1. Parties Information

The Parent/Guardian (Grantor): ____________________________ [Full Name]
Address: ____________________________ [Address, City, State, Zip Code]
Phone Number: ____________________________ [Contact Number]
Relationship to Child: ____________________________ [Mother/Father/Guardian]

The Attorney-in-Fact/Agent: ____________________________ [Full Name]
Address: ____________________________ [Address, City, State, Zip Code]
Phone Number: ____________________________ [Contact Number]
Relationship to Child: ____________________________ [Specify Relationship]

Child’s Information:
Full Name: ____________________________ [Full Name]
Date of Birth: ____________________________ [Month, Day, Year]

2. Powers Granted

This document grants the Attorney-in-Fact the authority to make decisions and act on behalf of the child in matters relating to:

  • Medical care and treatment decisions
  • Education, including the school the child will attend
  • Extracurricular activities
  • Travel arrangements
  • Other: _________________________ [Specify any additional powers]

3. Term

This Power of Attorney shall commence on ______________ [Start Date] and will end on ______________ [End Date], unless revoked earlier by the Parent/Guardian.

4. Signatures

This document must be signed in the presence of a notary public or two witnesses to be legally binding.

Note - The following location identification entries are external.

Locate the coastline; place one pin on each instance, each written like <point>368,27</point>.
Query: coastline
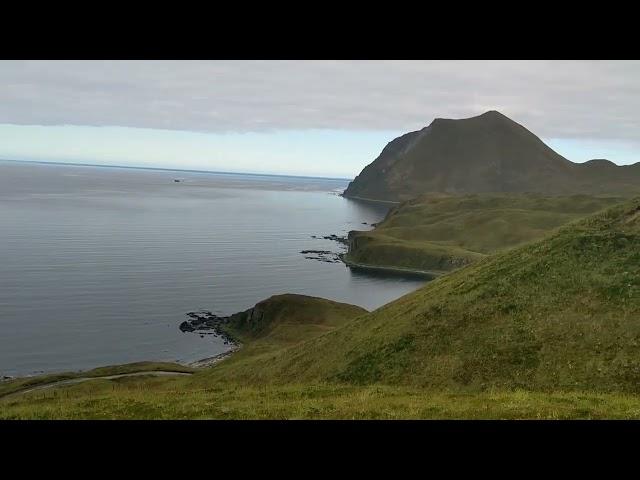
<point>370,199</point>
<point>210,361</point>
<point>432,274</point>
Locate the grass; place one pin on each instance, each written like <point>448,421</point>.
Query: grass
<point>561,314</point>
<point>182,398</point>
<point>11,386</point>
<point>440,233</point>
<point>550,329</point>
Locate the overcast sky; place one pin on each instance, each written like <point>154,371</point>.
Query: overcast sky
<point>221,109</point>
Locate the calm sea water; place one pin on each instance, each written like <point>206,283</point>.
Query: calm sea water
<point>99,265</point>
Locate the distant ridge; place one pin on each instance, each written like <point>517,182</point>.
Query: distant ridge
<point>489,153</point>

Parent/Guardian’s Signature: ____________________________ [Signature]
Date: ____________________________ [Date Signed]

Attorney-in-Fact’s Signature: ____________________________ [Signature]
Date: ____________________________ [Date Signed]

Witness #1 Signature: ____________________________ [Signature]
Printed Name: ____________________________ [Full Name]
Date: ____________________________ [Date Signed]

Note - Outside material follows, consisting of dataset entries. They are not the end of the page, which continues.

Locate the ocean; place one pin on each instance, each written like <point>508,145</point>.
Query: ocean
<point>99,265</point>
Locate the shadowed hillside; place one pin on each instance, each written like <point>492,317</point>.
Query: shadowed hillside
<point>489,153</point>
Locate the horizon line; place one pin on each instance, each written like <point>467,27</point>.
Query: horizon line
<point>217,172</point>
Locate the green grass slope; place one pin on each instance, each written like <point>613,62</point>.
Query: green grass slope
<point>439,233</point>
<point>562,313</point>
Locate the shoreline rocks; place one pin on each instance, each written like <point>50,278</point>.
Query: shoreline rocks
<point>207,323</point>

Witness #2 Signature: ____________________________ [Signature]
Printed Name: ____________________________ [Full Name]
Date: ____________________________ [Date Signed]

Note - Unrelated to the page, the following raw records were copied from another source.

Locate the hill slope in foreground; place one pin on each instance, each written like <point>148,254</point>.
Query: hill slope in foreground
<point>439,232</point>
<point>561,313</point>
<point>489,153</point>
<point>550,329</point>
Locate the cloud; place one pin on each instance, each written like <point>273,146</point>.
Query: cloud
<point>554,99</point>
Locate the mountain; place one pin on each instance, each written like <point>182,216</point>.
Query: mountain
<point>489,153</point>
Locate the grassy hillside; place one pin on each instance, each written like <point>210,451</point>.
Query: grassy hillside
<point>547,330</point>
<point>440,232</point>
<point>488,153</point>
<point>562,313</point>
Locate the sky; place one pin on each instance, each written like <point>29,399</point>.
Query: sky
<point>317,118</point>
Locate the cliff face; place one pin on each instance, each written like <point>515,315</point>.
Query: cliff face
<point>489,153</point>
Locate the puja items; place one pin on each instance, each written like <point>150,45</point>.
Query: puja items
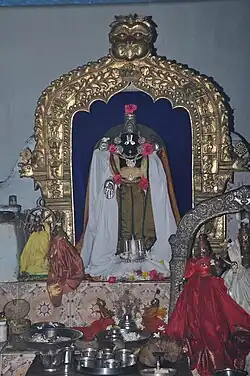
<point>106,361</point>
<point>51,345</point>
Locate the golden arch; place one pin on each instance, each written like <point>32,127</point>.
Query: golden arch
<point>159,78</point>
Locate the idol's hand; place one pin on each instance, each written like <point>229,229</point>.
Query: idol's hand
<point>234,266</point>
<point>109,189</point>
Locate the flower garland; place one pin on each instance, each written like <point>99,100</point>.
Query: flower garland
<point>139,275</point>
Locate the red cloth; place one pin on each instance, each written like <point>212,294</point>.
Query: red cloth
<point>206,316</point>
<point>95,327</point>
<point>66,270</point>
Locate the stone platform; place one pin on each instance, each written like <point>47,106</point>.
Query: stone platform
<point>77,309</point>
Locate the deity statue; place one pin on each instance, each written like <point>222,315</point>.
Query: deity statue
<point>131,209</point>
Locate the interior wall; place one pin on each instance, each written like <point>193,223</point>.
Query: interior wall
<point>40,44</point>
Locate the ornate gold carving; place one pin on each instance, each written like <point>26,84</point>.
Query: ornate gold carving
<point>156,76</point>
<point>25,163</point>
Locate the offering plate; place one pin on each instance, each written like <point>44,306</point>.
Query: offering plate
<point>106,362</point>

Notary Public (if applicable):
Signature: ____________________________ [Signature]
Commission Expires: ____________________________ [Expiration Date]

5. Revocation

The Parent/Guardian may revoke this Power of Attorney at any time by providing written notice to the Attorney-in-Fact and any third parties relying on this document.

Form Specifications

Fact Name Description
Purpose The Maryland Power of Attorney for a Child form allows a parent or legal guardian to designate another individual to make decisions on behalf of their child in their absence.
Governing Law This form is governed by the Maryland Annotated Code, Family Law Article, Section 5-102.
Duration The authority granted through this form can be limited to a specific period or until revoked by the parent or guardian.
Signatures Required The form must be signed by the parent or legal guardian and may require notarization to be legally binding.
Scope of Authority The designated individual can be given broad or limited authority, including medical decisions, educational matters, and general care.
Revocation The parent or guardian can revoke the Power of Attorney at any time, provided they follow the proper legal procedures to do so.